The modules described in the embodiments of the present invention may be implemented by software or hardware. The described modules may also be provided in a processor, which may be described as: a processor includes a sending module, an obtaining module, a determining module, and a first processing module. The names of these modules do not in some cases constitute a limitation on the unit itself, and for example, the sending module may also be described as a "module that sends a picture acquisition request to a connected server".
As another aspect, the present invention also provides a computer-readable medium that may be contained in the apparatus described in the above embodiments; or may be separate and not incorporated into the device. The computer readable medium carries one or more programs which, when executed by a device, cause the device to comprise:
acquiring a first device fingerprint and a second device fingerprint;
determining a first similarity hash value according to the first device fingerprint;
determining a second similarity hash value according to the second device fingerprint;
determining a similarity between the first similarity hash value and the second similarity hash value;
determining that the first device fingerprint and the second device fingerprint are homologous when the similarity is less than a preset threshold.

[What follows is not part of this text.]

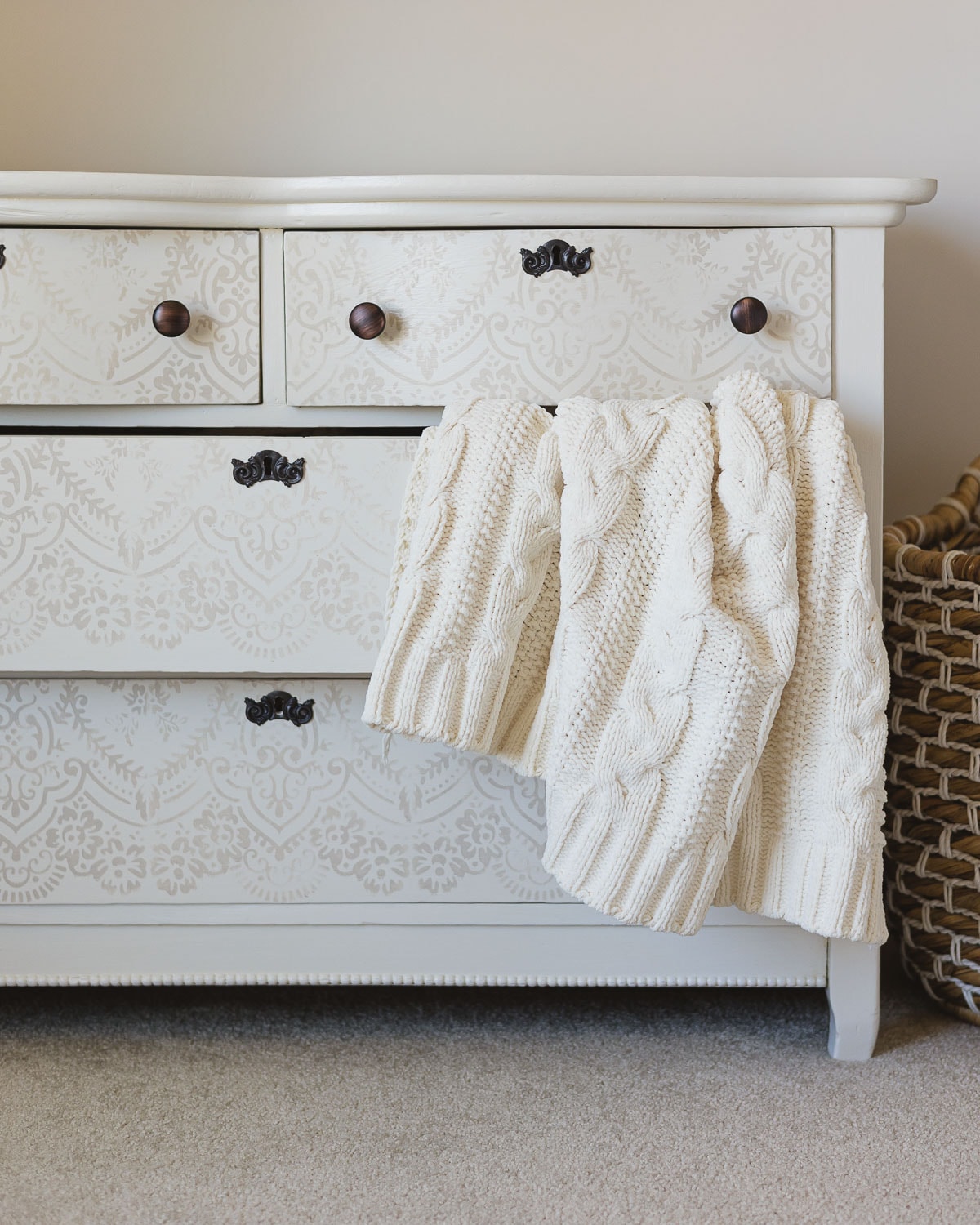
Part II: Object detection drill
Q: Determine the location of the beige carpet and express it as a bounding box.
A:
[0,946,980,1225]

According to the technical scheme, the corresponding similarity hash values of the device fingerprints are calculated by adopting a similarity hash algorithm, whether the different device fingerprints are homologous (namely whether the different device fingerprints are from operation on the same device) is determined according to the similarity (such as Hamming distance) between the similarity hash values corresponding to the different device fingerprints, so that the device aggregation can be effectively searched and found from the acquired massive device fingerprint data to find abnormal devices or abnormal user operation behaviors, and a basis for wind control implementation decision can be provided for searching and finding the device aggregation from the acquired massive device fingerprint data to find the abnormal devices or the abnormal user operation behaviors.
The above-described embodiments should not be construed as limiting the scope of the invention. Those skilled in the art will appreciate that various modifications, combinations, sub-combinations, and substitutions can occur, depending on design requirements and other factors. Any modification, equivalent replacement, and improvement made within the spirit and principle of the present invention should be included in the protection scope of the present invention.